Firuze Hanım: Ramazan’da nefsimize nasıl oruç tutturmalıyız bu hususta tavsiyeleriniz nelerdir?
Prof. Dr. Bilal Kemikli: Ben de çok merak ediyorum Firüze Hanım nasıl tutturabiliriz hep birlikte merak ediyoruz. Havf ve recâ arasında olmamız gerekiyor bir başka deyişle korku ve ümit arasında olmamız gerekiyor. Sürekli bir hoca sıfatı ile konuşuyorum ama hep kendimi talebe olarak görürüm bir talebe olarak da konuşuyorum. İlk başta samimi bir niyetimizin olması gerekir. Bu samimi niyetten murat Ramazan’da ciddi bir irade eğitimi mevsimi olduğunu bilmemiz, hatrımızda tutmamızın gerekliliği üzerine olmalı. İrade eğitimi, irade terbiyesi ile ilgili son bir yıl içerisinde bir iki kitap neşredildi. İrademizi terbiye eden bir ibadet mevsimindeyiz iradenin terbiyesi de bize konulan yasakların, sınırların farkındalığına sahip olmamızı gerektirir.
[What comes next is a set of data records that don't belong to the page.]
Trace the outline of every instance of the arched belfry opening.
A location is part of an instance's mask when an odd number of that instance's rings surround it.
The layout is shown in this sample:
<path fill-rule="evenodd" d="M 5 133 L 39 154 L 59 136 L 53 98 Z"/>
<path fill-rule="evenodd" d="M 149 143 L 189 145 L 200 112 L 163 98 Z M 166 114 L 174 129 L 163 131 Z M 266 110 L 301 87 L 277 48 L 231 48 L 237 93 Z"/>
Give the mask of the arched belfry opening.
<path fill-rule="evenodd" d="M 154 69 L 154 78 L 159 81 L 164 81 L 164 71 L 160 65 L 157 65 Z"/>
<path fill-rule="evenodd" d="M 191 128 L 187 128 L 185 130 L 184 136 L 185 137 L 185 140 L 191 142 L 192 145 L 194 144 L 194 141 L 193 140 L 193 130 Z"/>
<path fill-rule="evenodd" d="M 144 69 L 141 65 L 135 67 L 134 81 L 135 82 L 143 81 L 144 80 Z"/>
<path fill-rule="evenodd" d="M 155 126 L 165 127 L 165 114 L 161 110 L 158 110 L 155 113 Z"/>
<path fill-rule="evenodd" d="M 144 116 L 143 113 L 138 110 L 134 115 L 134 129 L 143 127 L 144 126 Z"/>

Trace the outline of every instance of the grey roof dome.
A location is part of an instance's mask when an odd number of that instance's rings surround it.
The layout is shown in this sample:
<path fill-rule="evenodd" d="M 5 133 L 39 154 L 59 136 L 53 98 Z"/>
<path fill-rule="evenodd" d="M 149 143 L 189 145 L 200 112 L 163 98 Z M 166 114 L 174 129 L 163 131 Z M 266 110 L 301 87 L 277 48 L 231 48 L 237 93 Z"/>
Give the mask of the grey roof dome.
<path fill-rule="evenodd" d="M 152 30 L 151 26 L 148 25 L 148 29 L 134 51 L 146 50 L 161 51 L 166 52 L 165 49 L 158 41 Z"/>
-Misalen helal olan bir şeyi kendimize haram ediyoruz bu ayda ekmek, yemek helal kazanıldıysa helaldir su içmek helaldir ama Ramazan için, oruç için, Hakkın hatırı için nefsimize hayır diyoruz su içmeyeceksin hayır ekmek yemeyeceksin diyoruz. Açlığa sabredeceksin diyoruz biz bunu söylerken midemizi terbiye ediyoruz aslında sadece midemizi, damak zevkimizi, dilimizi, burnumuzu, kokuyu terbiye etmiyoruz bunlarla birlikte başka organlarımız da var orucun bihakkın yerine getirilmesi için diğer organlarımızın da oruç tutmasını sağlamamız gerekiyor. El, kulağımız, gözümüz ve bedenimiz gibi organlarımızı nasıl kullanacağımızı düşündünüz mü hiç? Diğer organlarımız; el, kulak, göz, dil ve bedenimizin diğer uzuvlarına nasıl oruç tutturabiliriz?
Özellikle dilimizi lüzumsuz konuşmalardan uzak tutacağız. Az konuşmaya (kılleti kelâm), dedikodu yapmamaya, yalan söylememek için son derece azmedeceğiz. Bununla birlikte Allah’ın bu organların bize niçin lütfettiği üzerine uzun uzun düşünmemiz gerek. Yaratmasındaki maksadın ne olduğu hususunda tefekkür etmemiz gerek. Organlarımızı sünnetullah, adetullaha uygun bir şekilde bir başka deyişle yaratılışa uygun olarak kullanırsak onların hakkını eda etmiş oluruz. Bu haliyle ise biz değil oruç bizi tutmuş olur ve oruç bizi tutsun diye dua edeceğiz. Biz orucu tutarken oruç da bizi tutsun.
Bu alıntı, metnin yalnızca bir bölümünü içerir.